Orestias tschudii and richersoni are defined as sister species by a synapomorphy. 113) The body is laterally compressed, especially behind the origin of the dorsal fin. In the largest adults, body depth reaches nearly 35 percent of SL (Table 10), and is typically more than 29 percent. Orestias olivaceus, albus, farfani, rotundipinnis and luteus (the luteus group; Fig. 31) form a less inclusive monophyletic group defined by one synapomorphy. 121) Scales from the snout to the base of the dorsal fin, the preopercular and opercular regions and dorsal to the pectoral fin are thick and covered with dense granulations (Fig. 7).
SYSTEMATIC ACCOUNTS
DIAGNOSIS: A broad-headed (width varying between 29 and 38 percent of SL, Table 9), deep-bodied (depth at posterior extent of head varying between 29 and 38 percent of SL, Table 10) species of the luteus group of the agassii complex, which is most closely related to O. Orestias olivaceus, like all other species in the luteus group, has thick granular scales on the dorsal surface of the head and body. DIAGNOSIS: One of the four species (agassii, parinacotensis, ascotanensis, in addition to laucaensis) of Orestias with members in Chile.

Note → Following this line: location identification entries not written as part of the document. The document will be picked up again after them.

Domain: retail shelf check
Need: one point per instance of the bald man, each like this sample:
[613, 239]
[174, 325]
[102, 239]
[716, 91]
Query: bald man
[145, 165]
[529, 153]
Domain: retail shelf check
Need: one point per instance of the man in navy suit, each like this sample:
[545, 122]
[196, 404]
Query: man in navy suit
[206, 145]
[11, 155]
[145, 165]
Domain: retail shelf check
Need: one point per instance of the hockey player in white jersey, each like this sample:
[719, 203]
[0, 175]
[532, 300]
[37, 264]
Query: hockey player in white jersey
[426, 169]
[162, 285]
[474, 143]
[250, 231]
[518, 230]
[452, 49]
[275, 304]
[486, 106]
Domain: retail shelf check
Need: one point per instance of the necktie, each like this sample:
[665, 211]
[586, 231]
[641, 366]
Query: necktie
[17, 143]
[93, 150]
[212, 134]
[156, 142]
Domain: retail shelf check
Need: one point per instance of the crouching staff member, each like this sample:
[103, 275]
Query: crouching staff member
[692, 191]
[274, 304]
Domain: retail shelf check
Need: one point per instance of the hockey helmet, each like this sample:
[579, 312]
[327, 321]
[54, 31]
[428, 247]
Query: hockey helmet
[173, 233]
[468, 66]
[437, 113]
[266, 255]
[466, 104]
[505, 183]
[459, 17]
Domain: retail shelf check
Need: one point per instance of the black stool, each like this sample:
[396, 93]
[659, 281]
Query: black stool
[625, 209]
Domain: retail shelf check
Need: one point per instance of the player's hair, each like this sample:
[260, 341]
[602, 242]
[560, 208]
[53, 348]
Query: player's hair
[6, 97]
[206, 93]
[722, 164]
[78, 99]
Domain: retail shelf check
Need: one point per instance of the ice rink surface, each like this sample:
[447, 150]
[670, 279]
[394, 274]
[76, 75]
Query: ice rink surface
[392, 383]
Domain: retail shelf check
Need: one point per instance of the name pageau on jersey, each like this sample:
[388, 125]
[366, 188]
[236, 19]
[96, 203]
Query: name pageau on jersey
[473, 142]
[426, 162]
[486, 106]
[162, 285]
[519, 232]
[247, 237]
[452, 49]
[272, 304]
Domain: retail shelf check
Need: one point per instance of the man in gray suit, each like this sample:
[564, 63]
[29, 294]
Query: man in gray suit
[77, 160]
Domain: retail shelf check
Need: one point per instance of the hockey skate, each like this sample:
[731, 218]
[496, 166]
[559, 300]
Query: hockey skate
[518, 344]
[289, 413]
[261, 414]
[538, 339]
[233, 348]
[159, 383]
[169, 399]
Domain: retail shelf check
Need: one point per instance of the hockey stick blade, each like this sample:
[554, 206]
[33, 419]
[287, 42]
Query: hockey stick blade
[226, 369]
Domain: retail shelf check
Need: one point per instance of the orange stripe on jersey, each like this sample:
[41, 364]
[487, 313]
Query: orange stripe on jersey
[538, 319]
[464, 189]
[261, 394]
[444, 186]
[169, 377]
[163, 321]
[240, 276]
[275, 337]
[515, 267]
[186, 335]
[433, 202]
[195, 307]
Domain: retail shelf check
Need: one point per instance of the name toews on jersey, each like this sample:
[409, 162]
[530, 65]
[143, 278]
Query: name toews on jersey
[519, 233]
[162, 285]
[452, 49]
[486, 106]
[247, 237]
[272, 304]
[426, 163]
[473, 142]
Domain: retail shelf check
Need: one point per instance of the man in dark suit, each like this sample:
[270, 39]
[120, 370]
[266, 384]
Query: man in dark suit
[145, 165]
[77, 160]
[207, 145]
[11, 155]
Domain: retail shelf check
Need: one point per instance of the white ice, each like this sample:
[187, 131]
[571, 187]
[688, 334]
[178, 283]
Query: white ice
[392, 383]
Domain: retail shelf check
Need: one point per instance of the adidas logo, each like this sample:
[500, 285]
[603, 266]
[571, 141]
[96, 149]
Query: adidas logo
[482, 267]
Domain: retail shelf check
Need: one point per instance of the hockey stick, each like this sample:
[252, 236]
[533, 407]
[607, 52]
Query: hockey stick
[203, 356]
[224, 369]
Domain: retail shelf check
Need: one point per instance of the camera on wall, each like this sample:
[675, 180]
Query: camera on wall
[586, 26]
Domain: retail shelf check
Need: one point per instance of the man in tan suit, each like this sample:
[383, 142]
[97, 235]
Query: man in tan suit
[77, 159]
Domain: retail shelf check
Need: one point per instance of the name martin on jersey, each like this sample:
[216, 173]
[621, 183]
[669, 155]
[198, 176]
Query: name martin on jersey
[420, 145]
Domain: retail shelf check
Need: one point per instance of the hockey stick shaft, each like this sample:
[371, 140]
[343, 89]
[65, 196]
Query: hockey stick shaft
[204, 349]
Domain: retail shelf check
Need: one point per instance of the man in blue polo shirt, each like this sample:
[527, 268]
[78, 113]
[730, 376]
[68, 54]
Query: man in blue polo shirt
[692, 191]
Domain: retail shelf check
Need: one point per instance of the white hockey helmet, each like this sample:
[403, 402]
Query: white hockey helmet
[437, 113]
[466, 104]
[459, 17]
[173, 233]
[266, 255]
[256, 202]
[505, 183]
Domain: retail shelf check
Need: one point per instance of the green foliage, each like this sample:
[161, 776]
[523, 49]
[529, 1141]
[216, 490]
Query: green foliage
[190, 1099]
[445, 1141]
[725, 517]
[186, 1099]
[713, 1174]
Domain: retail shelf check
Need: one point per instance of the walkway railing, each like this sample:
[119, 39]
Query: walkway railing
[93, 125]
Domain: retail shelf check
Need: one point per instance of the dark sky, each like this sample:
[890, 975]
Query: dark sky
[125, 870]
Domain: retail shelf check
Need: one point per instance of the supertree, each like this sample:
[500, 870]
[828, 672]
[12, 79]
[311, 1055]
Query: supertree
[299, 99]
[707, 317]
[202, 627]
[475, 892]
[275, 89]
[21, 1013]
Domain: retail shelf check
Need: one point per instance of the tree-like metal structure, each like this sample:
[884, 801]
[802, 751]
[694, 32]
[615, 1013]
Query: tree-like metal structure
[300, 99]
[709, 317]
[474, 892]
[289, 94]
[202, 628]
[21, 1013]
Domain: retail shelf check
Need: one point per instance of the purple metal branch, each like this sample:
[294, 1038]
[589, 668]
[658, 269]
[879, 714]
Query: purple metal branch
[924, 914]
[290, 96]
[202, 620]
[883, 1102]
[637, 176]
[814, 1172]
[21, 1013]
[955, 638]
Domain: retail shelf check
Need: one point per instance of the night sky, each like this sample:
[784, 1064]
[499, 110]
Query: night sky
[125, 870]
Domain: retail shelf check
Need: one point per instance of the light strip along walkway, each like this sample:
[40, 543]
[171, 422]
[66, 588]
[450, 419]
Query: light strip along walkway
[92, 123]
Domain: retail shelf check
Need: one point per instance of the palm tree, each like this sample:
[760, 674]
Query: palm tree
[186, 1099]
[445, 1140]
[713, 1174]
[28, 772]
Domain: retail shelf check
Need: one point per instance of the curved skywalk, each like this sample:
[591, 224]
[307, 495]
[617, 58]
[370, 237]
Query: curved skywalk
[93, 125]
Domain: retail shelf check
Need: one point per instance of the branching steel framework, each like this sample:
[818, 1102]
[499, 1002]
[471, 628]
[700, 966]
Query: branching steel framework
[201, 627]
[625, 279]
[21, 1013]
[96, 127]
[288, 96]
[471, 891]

The model can be seen in the photograph of the holotype (fig. 55), an adult female. Scales are missing from the abdomen, and the basal parts of the pectoral, dorsal and anal fins. DIAGNOSIS: A slender species of the agassii complex, in which males possess extremely ctenoid scales (up to 10 ctenii per scale).
Orestias ascotanensis shares with other species of the agassii complex the sexual dichromatism described for O. A member of the agassii complex that does not differ from most other species in the complex by any morphometric or meristic characteristics (data for this species are summarized in Tables 3 to 12). The species of the genus Orestias are divided into four monophyletic groups, called species complexes.
Luteus species usually have an extremely broad body and a broad head.